J'exécute la traduction automatique à l'aide d'un modèle de transformateurs avec assembleur!
real 0m19.208s
user 0m11.256s
sys 0m3.224s
# Build workflow executable
nasm -felf64 main.asm
cc -c workflow.c -I/usr/include/python3.7m
cc -no-pie -o workflow workflow.o main.o -lpython3.7m
time ./workflow
action: translate
input: txtai executes machine-learning workflows to transform data and build AI-powered semantic search applications.

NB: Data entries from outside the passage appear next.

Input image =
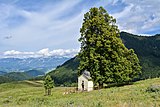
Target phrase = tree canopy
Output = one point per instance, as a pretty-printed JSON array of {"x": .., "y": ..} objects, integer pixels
[{"x": 102, "y": 52}]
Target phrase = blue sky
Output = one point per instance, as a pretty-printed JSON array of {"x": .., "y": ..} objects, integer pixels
[{"x": 51, "y": 27}]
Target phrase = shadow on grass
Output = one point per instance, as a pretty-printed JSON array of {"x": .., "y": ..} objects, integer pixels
[{"x": 118, "y": 84}]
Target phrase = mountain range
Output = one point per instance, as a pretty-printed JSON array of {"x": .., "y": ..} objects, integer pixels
[
  {"x": 147, "y": 49},
  {"x": 24, "y": 64}
]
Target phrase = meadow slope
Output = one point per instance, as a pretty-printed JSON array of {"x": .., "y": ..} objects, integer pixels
[{"x": 31, "y": 94}]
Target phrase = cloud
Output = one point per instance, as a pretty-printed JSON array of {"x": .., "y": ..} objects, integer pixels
[
  {"x": 139, "y": 17},
  {"x": 49, "y": 26},
  {"x": 41, "y": 53}
]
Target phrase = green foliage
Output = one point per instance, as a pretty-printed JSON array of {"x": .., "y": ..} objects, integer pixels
[
  {"x": 66, "y": 74},
  {"x": 18, "y": 76},
  {"x": 147, "y": 49},
  {"x": 22, "y": 94},
  {"x": 149, "y": 59},
  {"x": 48, "y": 84},
  {"x": 102, "y": 52},
  {"x": 153, "y": 88}
]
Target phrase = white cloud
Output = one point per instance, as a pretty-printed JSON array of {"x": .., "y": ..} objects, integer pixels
[
  {"x": 41, "y": 53},
  {"x": 139, "y": 16},
  {"x": 46, "y": 27}
]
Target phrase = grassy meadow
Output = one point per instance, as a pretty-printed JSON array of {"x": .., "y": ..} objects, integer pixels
[{"x": 31, "y": 94}]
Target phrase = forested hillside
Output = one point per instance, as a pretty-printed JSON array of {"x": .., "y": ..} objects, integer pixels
[
  {"x": 18, "y": 76},
  {"x": 147, "y": 49}
]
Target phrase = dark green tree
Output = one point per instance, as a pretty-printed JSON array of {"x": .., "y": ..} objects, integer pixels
[
  {"x": 102, "y": 52},
  {"x": 48, "y": 84}
]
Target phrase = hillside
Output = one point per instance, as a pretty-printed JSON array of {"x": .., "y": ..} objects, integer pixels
[
  {"x": 18, "y": 76},
  {"x": 31, "y": 94},
  {"x": 147, "y": 49},
  {"x": 24, "y": 64}
]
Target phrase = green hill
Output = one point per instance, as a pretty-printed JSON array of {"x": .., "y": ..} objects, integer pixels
[
  {"x": 31, "y": 94},
  {"x": 147, "y": 49},
  {"x": 18, "y": 76}
]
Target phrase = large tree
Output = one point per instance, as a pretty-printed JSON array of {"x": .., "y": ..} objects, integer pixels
[{"x": 102, "y": 52}]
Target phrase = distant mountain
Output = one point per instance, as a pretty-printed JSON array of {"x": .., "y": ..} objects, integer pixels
[
  {"x": 42, "y": 63},
  {"x": 147, "y": 49},
  {"x": 18, "y": 76}
]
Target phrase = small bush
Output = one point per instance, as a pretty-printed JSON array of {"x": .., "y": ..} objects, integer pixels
[{"x": 153, "y": 88}]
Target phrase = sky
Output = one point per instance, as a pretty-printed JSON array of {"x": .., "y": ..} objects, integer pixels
[{"x": 30, "y": 28}]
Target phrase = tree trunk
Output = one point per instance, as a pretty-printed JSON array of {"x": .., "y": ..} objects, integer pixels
[
  {"x": 100, "y": 85},
  {"x": 47, "y": 91}
]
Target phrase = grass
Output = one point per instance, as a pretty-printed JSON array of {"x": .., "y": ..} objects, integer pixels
[{"x": 31, "y": 94}]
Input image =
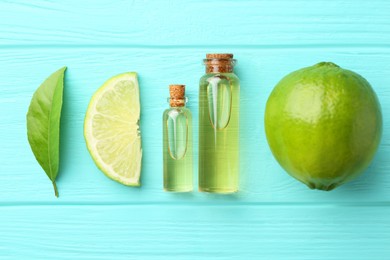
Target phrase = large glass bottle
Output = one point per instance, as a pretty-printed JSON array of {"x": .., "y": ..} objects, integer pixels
[
  {"x": 219, "y": 96},
  {"x": 177, "y": 142}
]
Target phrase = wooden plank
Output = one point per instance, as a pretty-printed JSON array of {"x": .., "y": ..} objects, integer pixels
[
  {"x": 193, "y": 23},
  {"x": 185, "y": 232},
  {"x": 263, "y": 181}
]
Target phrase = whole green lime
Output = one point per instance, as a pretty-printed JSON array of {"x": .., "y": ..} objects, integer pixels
[{"x": 323, "y": 125}]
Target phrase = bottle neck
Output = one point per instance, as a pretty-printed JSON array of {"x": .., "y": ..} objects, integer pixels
[
  {"x": 177, "y": 102},
  {"x": 219, "y": 65}
]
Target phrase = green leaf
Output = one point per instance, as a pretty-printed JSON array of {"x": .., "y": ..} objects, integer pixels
[{"x": 43, "y": 124}]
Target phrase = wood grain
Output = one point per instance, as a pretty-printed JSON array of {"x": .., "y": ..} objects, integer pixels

output: txtai exécute des workflows d'apprentissage automatique pour transformer les données et construire des applications de recherche sémantique alimentées par l'IA.
action: translate
input: Traditional search systems use keywords to find data
output: Les systèmes de recherche traditionnels utilisent des mots-clés pour trouver des données
action: summary
input: https://github.com/neuml/txtai
output: txtai executes machine-learning workflows to transform data and build AI-powered semantic search applications. Semantic search applications have an understanding of natural language and identify results that have the same meaning, not necessarily the same keywords. API bindings for JavaScript, Java, Rust and Go. Cloud-native architecture scales out with container orchestration systems (e. g. Kubernetes)
action: summary
input: https://github.com/neuml/paperai
output: paperai is an AI-powered literature discovery and review engine for medical/scientific papers. Paperai was used to analyze the COVID-19 Open Research Dataset (CORD-19) paperai and NeuML have been recognized in the following articles: Cord-19 Kaggle Challenge Awards Machine-Learning Experts Delve Into 47,000 Papers on Coronavirus Family.
real 0m22.478s
user 0m13.776s
sys 0m3.218s
As we can see, running 4 workflow actions is about the same runtime as a single action when accounting for model load times.
Wrapping up
This article walked through an example on how to run txtai with native code. While the HTTP API is a better route to go, this is another way to work with txtai!